Our hostess at the Wutai guest house made us an amazing, large breakfast before she left to go to the Sunday morning service at the Catholic church in Wutai. The food was delicious again, but there was something important (to me!) missing from breakfast. Coffee! So Jeff and I went off in search of a good cup of coffee. Normally, it would not have been hard to find a cup of coffee in Wutai, as there were several cafes and restaurants in the town. But this was Sunday morning, so almost everyone who lived in Wutai was at church service at the Catholic church. So all of the places were closed.
We finally found an open cafe, alongside of the road into Wutai. We got some good coffee, and one of the women operating the roadside cafe told us about the history of growing coffee in the southern mountain area. Apparently, the Japanese had discovered that coffee bushes grew well in the area, and produced flavorful beans. So they planted many of them. After the Japanese left Taiwan, the Rukai did not value the coffee bushes and tore many of them out of the hillsides to plant other stuff. After Typhoon Morakot, they discovered that mountainsides planted in coffee bushes had much less erosion that those planted with other things during severe rainfall. About the same time, the chief came back to the town and told everyone that they could make some good money growing, harvesting, and roasting the coffee beans. So they were learning how to do that, and planting more coffee bushes on the mountainside again.

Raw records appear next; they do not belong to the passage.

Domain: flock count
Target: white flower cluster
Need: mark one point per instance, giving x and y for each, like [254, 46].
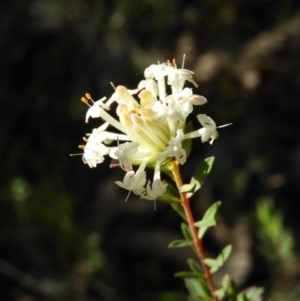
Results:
[150, 127]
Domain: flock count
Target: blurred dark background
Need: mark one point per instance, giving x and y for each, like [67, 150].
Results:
[65, 231]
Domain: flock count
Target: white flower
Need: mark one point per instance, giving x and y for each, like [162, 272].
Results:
[151, 121]
[164, 110]
[208, 132]
[187, 99]
[174, 149]
[94, 151]
[94, 111]
[158, 187]
[177, 77]
[123, 153]
[134, 182]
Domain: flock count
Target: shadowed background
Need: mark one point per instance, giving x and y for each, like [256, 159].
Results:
[66, 232]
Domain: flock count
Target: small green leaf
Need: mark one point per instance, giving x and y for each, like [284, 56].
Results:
[171, 195]
[225, 282]
[225, 253]
[180, 244]
[211, 211]
[203, 225]
[179, 209]
[242, 297]
[194, 266]
[168, 199]
[220, 293]
[215, 264]
[189, 274]
[208, 219]
[186, 232]
[232, 291]
[198, 289]
[188, 143]
[212, 263]
[187, 188]
[201, 174]
[253, 293]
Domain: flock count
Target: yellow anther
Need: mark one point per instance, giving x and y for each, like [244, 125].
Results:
[83, 99]
[88, 96]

We stayed in Wutai for lunch (after the service was over and the restaurants opened.) Then we drove out of the mountains back to Pingtung, where we stopped at the Taiwan Indigenous People’s Cultural Park. In order to preserve aboriginal culture and resources, the government of Taiwan established the Taiwan Indigenous Culture Park in Pingtung County in 1987. The park is very large, about 82 hectares in area. In the photo below, you can see the mountains where the town of Wutai is located in the background.
Most Pingtung area tourist information sites recommend that you plan on spending all day here, as there is so much to see and do. We had only a few hours in the afternoon, so we saw only a small part of the park. Hopefully, I will get back to see it again sometime before we leave Taiwan, and I can write a much more detailed blog entry!
There are several museums in the Taiwan Indigenous People’s Cultural Park. The one that we went inside had displays of some of the cultural practices of Taiwan’s aboriginal peoples.In the photo above, the aboriginals are using a ceremonial swing.
I did not have time to read the signs explaining this firecracker cannon. Hopefully.I can the next time I visit.
The Taiwan Indigenous Peoples Cultural Park has traditional tribal homes, which are located according to each tribe’s tradition and lifestyle in areas throughout the park. The photo below shows a bridge over a river near the Paiwan/Rukai area. It has the hundred pacer snake on it.
We only had time to walk around two different sections of the park.
This section had large, long, rectangular houses built from wood, with slate floors
There were also people doing aboriginal cultural demonstrations in the park.
The highlight of the afternoon was a show featuring music and dancing put on a members of the many aboriginal groups in Taiwan.
There were lots of dancers and musicians in the show. The woman in the photo below shows the face painting typical of the Atayal aboriginal group.
I hope that we can go back here again sometime! There are still many things in the Pingtung area of Taiwan that I would like to see.